Many campuses with American Association of University Professors-affiliated unions and advocacy chapters held awareness events highlighting AAUP’s One Faculty campaign in support of all faculty. The University of Illinois at Chicago, where the faculty union is also affiliated with AFT, held a panel discussion on adjunct faculty issues in partnership with the School of the Art Institute of Chicago.

Dozens of other campuses held similar events, such as SUNY New Paltz’s UUP chapter, which put up a display this week showing the faces of the university’s more than 100 contingent faculty members.

The Modern Language Association (whose members include those on and off the tenure track) also got involved with an Action for Allies campaign, in which the group asked tenured faculty members to pledge their support for adjuncts and schedule meetings within their departments to discuss the role of contingent faculty. As of Wednesday evening, more than 650 faculty members had signed up as allies.

Walkout day participants also got a Congressional shout-out on Twitter from Democratic members of the House Committee on Education and the Workforce, which has begun to show formal interest in their cause.

The movement got a boost from abroad, too. Adjuncts in at several institutions in Canada, and the faculty union for Quebec, FNEEQ, expressed solidarity with their colleagues in the U.S. via posters or asking faculty members to observe a moment of silence in their classes on Wednesday, among other actions.

Sylvain Marois, a FNEEQ vice president, called walkout day an “historic mobilization” that seeks to make adjuncts “visible” in ways that they aren’t to students, parents and the general public.
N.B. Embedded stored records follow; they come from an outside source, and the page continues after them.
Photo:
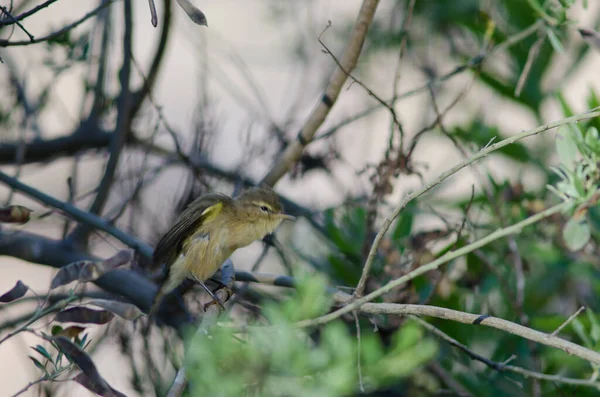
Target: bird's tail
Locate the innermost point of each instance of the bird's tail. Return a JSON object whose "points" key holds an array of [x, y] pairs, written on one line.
{"points": [[154, 308]]}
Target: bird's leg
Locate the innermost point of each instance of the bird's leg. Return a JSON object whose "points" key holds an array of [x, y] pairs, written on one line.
{"points": [[215, 299], [220, 286]]}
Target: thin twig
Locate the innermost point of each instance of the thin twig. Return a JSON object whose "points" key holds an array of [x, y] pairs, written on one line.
{"points": [[503, 366], [58, 33], [500, 233], [568, 321], [445, 175], [349, 59]]}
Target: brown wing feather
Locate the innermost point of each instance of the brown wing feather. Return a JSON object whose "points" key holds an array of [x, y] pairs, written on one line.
{"points": [[169, 246]]}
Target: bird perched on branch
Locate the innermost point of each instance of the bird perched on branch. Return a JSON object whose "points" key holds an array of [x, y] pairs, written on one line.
{"points": [[208, 231]]}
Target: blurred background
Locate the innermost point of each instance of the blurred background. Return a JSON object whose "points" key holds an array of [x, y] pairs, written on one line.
{"points": [[224, 101]]}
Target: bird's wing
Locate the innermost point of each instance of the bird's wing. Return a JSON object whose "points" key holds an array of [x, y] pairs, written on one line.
{"points": [[201, 209]]}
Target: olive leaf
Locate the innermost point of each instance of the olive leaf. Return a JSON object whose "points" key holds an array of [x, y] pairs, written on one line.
{"points": [[194, 13], [15, 214], [15, 292], [124, 310], [90, 378], [84, 315]]}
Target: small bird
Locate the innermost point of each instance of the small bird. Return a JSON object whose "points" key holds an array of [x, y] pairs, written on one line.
{"points": [[208, 231]]}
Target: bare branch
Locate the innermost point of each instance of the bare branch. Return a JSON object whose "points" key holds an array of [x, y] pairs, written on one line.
{"points": [[348, 61], [8, 43]]}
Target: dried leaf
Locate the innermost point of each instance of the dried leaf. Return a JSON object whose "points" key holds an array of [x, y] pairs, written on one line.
{"points": [[92, 380], [15, 293], [121, 258], [95, 387], [84, 315], [194, 13], [82, 271], [591, 37], [124, 310], [15, 214], [69, 332]]}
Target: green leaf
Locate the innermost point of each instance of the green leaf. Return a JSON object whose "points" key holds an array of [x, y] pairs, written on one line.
{"points": [[555, 41], [566, 147], [38, 364], [405, 221], [595, 327], [40, 349], [576, 233]]}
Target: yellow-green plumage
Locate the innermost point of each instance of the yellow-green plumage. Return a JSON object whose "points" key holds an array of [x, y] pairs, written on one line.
{"points": [[209, 230]]}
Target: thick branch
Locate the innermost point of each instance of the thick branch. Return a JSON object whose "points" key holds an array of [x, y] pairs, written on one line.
{"points": [[127, 284], [44, 150], [78, 215]]}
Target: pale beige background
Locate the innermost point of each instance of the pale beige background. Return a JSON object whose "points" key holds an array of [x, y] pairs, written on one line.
{"points": [[244, 29]]}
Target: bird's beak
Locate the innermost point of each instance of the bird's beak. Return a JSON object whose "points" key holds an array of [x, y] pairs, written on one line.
{"points": [[287, 217]]}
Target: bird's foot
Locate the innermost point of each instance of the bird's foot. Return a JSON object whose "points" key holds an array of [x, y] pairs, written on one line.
{"points": [[215, 298]]}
Marois said Quebec’s some 12,000 part-time faculty members have better benefits, working conditions and pay -- to the tune of 9,000 Canadian dollars per course (about $7,200) -- than their colleagues in the U.S., but share a broader set of concerns about the corporatization of higher education. The main faculty union in Ontario also backed the effort.

In addition to Canadian part-timers, some adjunct faculty members in the United Kingdom and Ireland also tweeted messages of solidarity to U.S. adjuncts.
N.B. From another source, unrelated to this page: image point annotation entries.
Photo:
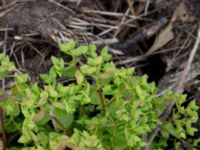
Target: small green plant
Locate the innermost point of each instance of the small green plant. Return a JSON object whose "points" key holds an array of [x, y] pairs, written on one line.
{"points": [[97, 107]]}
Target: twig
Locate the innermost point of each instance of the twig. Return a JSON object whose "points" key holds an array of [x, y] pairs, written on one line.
{"points": [[102, 100], [62, 6], [178, 89]]}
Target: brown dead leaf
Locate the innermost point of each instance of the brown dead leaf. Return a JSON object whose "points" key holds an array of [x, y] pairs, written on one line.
{"points": [[167, 34], [162, 39]]}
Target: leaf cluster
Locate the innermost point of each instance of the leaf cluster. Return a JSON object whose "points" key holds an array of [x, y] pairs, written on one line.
{"points": [[99, 106]]}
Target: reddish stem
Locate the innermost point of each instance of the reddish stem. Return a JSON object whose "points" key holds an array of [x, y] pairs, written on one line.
{"points": [[3, 128]]}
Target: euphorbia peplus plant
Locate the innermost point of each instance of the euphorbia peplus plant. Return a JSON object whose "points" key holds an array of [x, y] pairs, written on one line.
{"points": [[99, 106]]}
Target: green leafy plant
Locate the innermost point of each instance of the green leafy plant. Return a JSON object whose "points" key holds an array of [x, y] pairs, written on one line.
{"points": [[98, 106]]}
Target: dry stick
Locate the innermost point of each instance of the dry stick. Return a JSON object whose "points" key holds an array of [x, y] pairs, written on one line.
{"points": [[179, 89], [62, 6]]}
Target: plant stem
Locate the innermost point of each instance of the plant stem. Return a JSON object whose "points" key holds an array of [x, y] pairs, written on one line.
{"points": [[3, 128], [102, 100]]}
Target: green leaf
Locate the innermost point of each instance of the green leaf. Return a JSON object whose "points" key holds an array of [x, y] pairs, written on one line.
{"points": [[79, 77], [92, 51], [79, 51], [51, 91], [66, 47], [105, 55], [21, 78], [64, 118], [69, 71], [88, 70]]}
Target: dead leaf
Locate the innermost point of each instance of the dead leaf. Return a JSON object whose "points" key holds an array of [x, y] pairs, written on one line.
{"points": [[162, 39]]}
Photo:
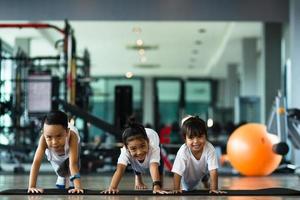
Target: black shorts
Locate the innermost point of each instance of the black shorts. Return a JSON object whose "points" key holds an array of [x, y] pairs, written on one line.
{"points": [[160, 167]]}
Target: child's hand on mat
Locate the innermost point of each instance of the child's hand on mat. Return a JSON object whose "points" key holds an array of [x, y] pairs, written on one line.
{"points": [[179, 191], [217, 192], [157, 190], [35, 190], [111, 191], [76, 191], [140, 186]]}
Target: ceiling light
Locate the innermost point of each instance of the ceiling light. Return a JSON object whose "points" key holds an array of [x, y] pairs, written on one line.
{"points": [[198, 42], [129, 74], [141, 52], [139, 42], [145, 47], [147, 66], [195, 51], [143, 59], [202, 30], [137, 30], [210, 122]]}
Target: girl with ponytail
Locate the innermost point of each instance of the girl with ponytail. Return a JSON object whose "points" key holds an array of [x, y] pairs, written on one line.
{"points": [[141, 150]]}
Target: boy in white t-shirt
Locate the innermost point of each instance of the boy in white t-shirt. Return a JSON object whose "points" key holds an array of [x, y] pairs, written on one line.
{"points": [[196, 159], [141, 150]]}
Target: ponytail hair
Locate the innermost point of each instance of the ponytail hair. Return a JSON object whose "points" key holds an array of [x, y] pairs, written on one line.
{"points": [[57, 118], [133, 131], [193, 126]]}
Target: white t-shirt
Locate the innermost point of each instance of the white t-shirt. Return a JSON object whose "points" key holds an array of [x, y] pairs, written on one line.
{"points": [[153, 155], [192, 170], [55, 159]]}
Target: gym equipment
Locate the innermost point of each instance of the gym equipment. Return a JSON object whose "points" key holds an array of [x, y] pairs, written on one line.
{"points": [[123, 106], [285, 123], [257, 192], [249, 150]]}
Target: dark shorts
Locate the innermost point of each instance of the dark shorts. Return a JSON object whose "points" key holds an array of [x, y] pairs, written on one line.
{"points": [[64, 168], [160, 167]]}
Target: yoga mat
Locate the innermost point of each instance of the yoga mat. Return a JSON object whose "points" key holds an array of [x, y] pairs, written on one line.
{"points": [[257, 192]]}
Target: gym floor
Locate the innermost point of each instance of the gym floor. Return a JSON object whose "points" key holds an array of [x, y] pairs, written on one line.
{"points": [[97, 182]]}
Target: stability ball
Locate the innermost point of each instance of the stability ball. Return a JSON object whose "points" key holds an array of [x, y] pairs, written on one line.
{"points": [[249, 150]]}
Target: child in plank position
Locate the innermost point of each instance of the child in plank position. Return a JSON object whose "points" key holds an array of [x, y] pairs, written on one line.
{"points": [[141, 150], [196, 159], [60, 142]]}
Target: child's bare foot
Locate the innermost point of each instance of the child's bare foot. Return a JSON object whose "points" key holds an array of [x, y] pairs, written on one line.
{"points": [[140, 186], [206, 184]]}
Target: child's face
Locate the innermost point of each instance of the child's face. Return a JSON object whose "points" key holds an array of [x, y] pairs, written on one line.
{"points": [[138, 148], [55, 136], [195, 143]]}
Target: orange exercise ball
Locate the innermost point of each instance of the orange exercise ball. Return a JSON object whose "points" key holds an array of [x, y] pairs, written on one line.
{"points": [[249, 150]]}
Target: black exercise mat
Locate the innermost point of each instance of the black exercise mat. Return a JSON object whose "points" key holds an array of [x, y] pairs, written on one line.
{"points": [[257, 192]]}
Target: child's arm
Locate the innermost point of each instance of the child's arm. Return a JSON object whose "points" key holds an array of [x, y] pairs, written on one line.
{"points": [[73, 163], [176, 183], [113, 187], [214, 182], [39, 154], [157, 184], [139, 184]]}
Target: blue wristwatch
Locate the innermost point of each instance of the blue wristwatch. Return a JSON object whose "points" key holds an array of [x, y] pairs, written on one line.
{"points": [[75, 176]]}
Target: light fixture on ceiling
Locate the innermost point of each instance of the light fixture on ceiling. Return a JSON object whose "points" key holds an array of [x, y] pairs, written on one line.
{"points": [[137, 29], [193, 59], [147, 66], [143, 59], [195, 51], [145, 47], [129, 74], [141, 52], [202, 30], [198, 42], [139, 42]]}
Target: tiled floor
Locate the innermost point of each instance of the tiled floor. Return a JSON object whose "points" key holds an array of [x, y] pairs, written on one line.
{"points": [[101, 182]]}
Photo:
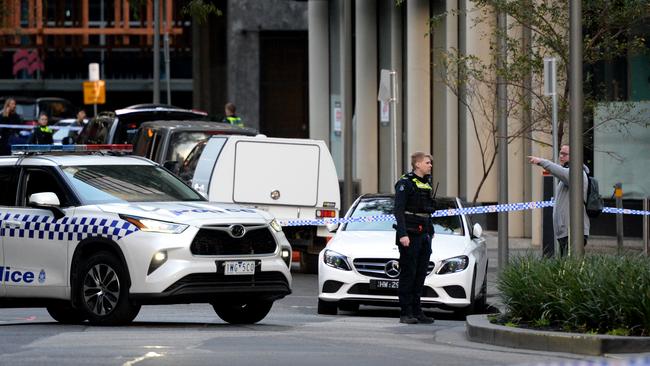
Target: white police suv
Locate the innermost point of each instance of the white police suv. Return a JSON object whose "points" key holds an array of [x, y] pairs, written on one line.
{"points": [[94, 237]]}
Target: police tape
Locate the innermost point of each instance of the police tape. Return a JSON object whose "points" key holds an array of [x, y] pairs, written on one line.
{"points": [[475, 210], [31, 127]]}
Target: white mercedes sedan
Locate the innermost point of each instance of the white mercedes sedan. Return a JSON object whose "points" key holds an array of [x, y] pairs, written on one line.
{"points": [[360, 265]]}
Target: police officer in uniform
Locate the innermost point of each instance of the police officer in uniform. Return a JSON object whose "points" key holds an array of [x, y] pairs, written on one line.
{"points": [[414, 204], [42, 134]]}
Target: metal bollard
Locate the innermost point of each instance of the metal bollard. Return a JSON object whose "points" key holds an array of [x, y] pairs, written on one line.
{"points": [[618, 193], [646, 218]]}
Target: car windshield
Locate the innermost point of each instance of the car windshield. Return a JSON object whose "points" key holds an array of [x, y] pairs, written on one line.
{"points": [[128, 124], [375, 206], [183, 142], [97, 184]]}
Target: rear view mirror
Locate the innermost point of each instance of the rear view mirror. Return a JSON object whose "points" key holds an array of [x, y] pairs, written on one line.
{"points": [[171, 165], [477, 230], [332, 227]]}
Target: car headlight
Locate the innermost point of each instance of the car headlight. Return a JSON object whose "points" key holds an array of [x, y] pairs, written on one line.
{"points": [[336, 260], [155, 225], [453, 265], [275, 225]]}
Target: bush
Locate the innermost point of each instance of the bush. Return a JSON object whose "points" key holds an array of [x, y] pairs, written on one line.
{"points": [[600, 293]]}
National Adjunct Walkout Day was originally proposed on Facebook and Twitter by a lecturer in writing at San Jose State University who has chosen to remain nameless. Via e-mail Wednesday, she said that even though the walkout turned out to be more of a protest than a strike, it accomplished all the movement’s original goals.
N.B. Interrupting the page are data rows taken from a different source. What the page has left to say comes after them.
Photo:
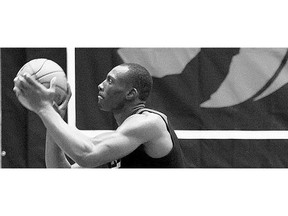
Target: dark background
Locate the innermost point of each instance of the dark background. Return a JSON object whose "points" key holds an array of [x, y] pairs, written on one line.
{"points": [[178, 96]]}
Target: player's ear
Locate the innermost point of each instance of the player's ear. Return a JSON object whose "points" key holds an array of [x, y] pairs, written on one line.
{"points": [[132, 94]]}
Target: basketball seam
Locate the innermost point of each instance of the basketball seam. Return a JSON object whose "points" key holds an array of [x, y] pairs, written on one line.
{"points": [[57, 71], [56, 85], [41, 66]]}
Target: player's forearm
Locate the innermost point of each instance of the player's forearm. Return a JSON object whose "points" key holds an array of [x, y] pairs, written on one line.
{"points": [[54, 156], [69, 139]]}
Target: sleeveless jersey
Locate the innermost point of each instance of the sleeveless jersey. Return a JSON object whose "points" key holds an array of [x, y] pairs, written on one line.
{"points": [[139, 159]]}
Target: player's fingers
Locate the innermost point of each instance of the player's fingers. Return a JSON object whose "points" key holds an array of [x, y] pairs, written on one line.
{"points": [[22, 83], [17, 91]]}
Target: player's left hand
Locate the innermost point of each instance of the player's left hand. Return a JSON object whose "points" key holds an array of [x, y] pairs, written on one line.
{"points": [[36, 95]]}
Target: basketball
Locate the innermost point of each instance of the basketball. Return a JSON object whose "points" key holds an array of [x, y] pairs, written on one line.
{"points": [[44, 70]]}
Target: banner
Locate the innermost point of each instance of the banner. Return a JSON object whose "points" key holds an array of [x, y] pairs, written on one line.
{"points": [[201, 89]]}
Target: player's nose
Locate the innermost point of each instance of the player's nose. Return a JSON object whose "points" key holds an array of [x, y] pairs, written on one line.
{"points": [[100, 87]]}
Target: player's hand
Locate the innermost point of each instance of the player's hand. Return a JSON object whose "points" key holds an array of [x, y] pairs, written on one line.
{"points": [[36, 95], [62, 108]]}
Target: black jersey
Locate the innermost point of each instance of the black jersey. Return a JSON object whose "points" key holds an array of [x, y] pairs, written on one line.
{"points": [[139, 159]]}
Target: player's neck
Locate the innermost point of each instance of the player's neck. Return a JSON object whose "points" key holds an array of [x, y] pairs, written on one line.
{"points": [[127, 111]]}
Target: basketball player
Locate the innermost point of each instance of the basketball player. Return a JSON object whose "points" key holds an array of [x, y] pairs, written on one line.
{"points": [[144, 138]]}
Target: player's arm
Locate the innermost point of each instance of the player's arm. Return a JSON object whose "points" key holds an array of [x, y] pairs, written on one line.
{"points": [[54, 156], [82, 149], [101, 149]]}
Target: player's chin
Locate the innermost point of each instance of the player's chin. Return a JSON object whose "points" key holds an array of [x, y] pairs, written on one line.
{"points": [[102, 106]]}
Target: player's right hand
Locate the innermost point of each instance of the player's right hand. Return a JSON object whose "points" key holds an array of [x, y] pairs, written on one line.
{"points": [[62, 108]]}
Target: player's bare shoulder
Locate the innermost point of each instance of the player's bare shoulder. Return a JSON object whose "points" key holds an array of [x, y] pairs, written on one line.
{"points": [[146, 124]]}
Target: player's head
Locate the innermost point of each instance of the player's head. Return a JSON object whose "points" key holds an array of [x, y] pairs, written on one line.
{"points": [[125, 83]]}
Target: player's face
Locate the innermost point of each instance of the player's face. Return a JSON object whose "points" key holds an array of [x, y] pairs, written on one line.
{"points": [[112, 91]]}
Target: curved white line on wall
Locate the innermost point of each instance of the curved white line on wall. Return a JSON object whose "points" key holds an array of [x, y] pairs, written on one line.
{"points": [[160, 62], [280, 81], [249, 71]]}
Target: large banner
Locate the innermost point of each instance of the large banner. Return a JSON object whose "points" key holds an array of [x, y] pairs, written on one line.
{"points": [[197, 88], [201, 89]]}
“National Adjunct Walkout Day has been a success... in raising awareness, providing a network for adjuncts to connect from campus to campus, getting allies (students, faculty, departments or professional organizations such as the MLA) involved, uniting adjuncts not only in the U.S., but also in Canada, generating lots of discussion about adjunctification, and garnering local and national media attention on the adjunct issue and how it impacts higher ed,” she said.

The adjunct added that it seemed walkout day was “particularly successful in engaging those adjuncts who, like myself, hadn't been activists before. ...[Walkout day] has helped create a lot of momentum, enthusiasm and unity to move forward to renew the mission of higher ed.”

Participants in Wednesday’s protest agreed, saying it was now time to think about what’s next. Beard, of the San Francisco Art Institute, said Wednesday’s activities revealed a possible citywide organizing base that can keep educating the public about structural issues in higher education -- maybe enough to hold an actual walkout sometime soon.

“I’ve been dreaming of this since I was in graduate school, when graduate students were bargaining with the university over our wages, hoping that one day we could actually show how important our labor is by not participating,” she said.